513 (Fall 2015)

PHYS 513:  Electrodynamics  (Fall quarter, 2015)

Tu Th 11:00-12:20 PAA A114

Instructor:   Silas Beane            B457   OH:  Th 5pm

TAs:        Jesse Stryker   (HWs 2,4,6,8,9)     OH:  Wednesday 5:30-6:30 in B466 

               Zaiyao Fei      (HWs 1,3)       OH: Tuesday 5:00-6:00 in PAB 308

               Ding Zhong   (HWs 5,7)     OH: Thursday 2:00-3:00 in basement Room B013     

Subject matter and textbook

This is the first quarter of a year-long sequence in graduate-level electrodynamics. The text for the course is 

Classical Electrodynamics by Jackson.  An educated person should have pretty good familiarity with Chapters 1-16 

of Jackson. In this first quarter we will cover approximately Chapters 1-5. There will be several mathematical interludes

throughout the quarter, however these will always occur in the context of specific issues in electrodynamics. A secondary 

reference text for E&M is Modern Electrodynamics by Zangwill, and a useful text for mathematical issues is Mathematics 

for Physicists by Dennery and Krzywicki.

Jackson for Life

Communication

I strongly encourage students to communicate with me by email for administrative issues. I'll regularly communicate with the class by email. 

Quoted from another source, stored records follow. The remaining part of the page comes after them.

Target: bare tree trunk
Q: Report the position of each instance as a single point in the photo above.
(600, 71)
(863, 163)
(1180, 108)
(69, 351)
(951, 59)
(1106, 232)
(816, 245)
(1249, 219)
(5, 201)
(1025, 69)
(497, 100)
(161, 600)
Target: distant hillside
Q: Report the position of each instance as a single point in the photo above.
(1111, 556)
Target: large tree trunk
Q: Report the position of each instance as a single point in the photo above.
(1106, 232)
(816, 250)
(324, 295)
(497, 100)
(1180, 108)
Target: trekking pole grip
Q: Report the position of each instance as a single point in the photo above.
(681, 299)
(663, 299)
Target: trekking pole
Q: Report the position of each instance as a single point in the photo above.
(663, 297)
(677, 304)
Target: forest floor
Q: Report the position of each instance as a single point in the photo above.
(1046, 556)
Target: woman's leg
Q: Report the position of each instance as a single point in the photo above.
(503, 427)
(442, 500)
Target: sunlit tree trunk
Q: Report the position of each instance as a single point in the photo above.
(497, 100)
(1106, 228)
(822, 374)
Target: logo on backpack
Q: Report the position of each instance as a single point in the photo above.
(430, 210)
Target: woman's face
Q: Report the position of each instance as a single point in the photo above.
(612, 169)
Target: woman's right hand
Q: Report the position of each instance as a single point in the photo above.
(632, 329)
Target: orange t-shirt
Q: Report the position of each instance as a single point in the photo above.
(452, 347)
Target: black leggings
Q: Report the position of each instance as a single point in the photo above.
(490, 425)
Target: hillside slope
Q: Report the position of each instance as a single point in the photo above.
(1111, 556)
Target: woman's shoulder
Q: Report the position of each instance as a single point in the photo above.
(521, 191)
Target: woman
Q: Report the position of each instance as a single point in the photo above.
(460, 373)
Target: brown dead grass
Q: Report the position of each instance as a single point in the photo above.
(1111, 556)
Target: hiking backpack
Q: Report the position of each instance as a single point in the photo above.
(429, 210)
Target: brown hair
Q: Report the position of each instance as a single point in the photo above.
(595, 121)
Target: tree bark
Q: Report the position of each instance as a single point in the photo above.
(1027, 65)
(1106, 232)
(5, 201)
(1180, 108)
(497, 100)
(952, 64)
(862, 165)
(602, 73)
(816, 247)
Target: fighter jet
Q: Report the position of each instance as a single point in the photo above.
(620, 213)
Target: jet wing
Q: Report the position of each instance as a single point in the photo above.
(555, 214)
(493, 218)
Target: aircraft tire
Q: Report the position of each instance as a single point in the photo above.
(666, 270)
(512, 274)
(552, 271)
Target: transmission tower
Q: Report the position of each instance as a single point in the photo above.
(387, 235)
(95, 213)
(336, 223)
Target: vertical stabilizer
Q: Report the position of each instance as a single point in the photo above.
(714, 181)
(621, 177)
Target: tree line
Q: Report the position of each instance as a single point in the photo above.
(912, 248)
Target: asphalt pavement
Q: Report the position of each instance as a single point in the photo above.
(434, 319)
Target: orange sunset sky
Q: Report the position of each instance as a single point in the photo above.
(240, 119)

But, please, no physics questions via email! Unless they are of the yes-no variety they will likely go unanswered. If necessary you may attempt 

to visit me outside of office hours but please do not be offended if I'm unable to speak with you immediately.

Reading assignments

There will be weekly reading assignments posted on the calendar below. I will usually not remind you about this; it will be your responsibility

to keep track of the calendar and to do the readings ahead of lecture. Failure to do the readings may result in you being unable to follow what

we do in the class period.

Homework, exams and grades

The grades for this course will be based on homework (20%), a midterm exam (40%) and a final exam (40%). The final exam will be comprehensive. 

There will be weekly problem sets due in my office on Friday before 5pm. In grading there will be a strong emphasis on neatness and logic of presentation. The 

homeworks will be long and difficult. If you start working on an assignment the day before it’s due, you will not finish it in time. Late homework will not be accepted 

unless there is a compelling rationale. I believe that most of what you’ll get out of this class will be from the homework. I encourage you to work on the homework in 

groups. However, the work that you hand in must be your own, and you must list your collaborators on your manuscript as well as any references you have used (e.g. 

if you find a solution to a problem on the web, you must cite the url). I take this very seriously; a failure to acknowledge sources may result in a loss of all credit for the 

assignment, or worse. Exams will be in class, closed-book.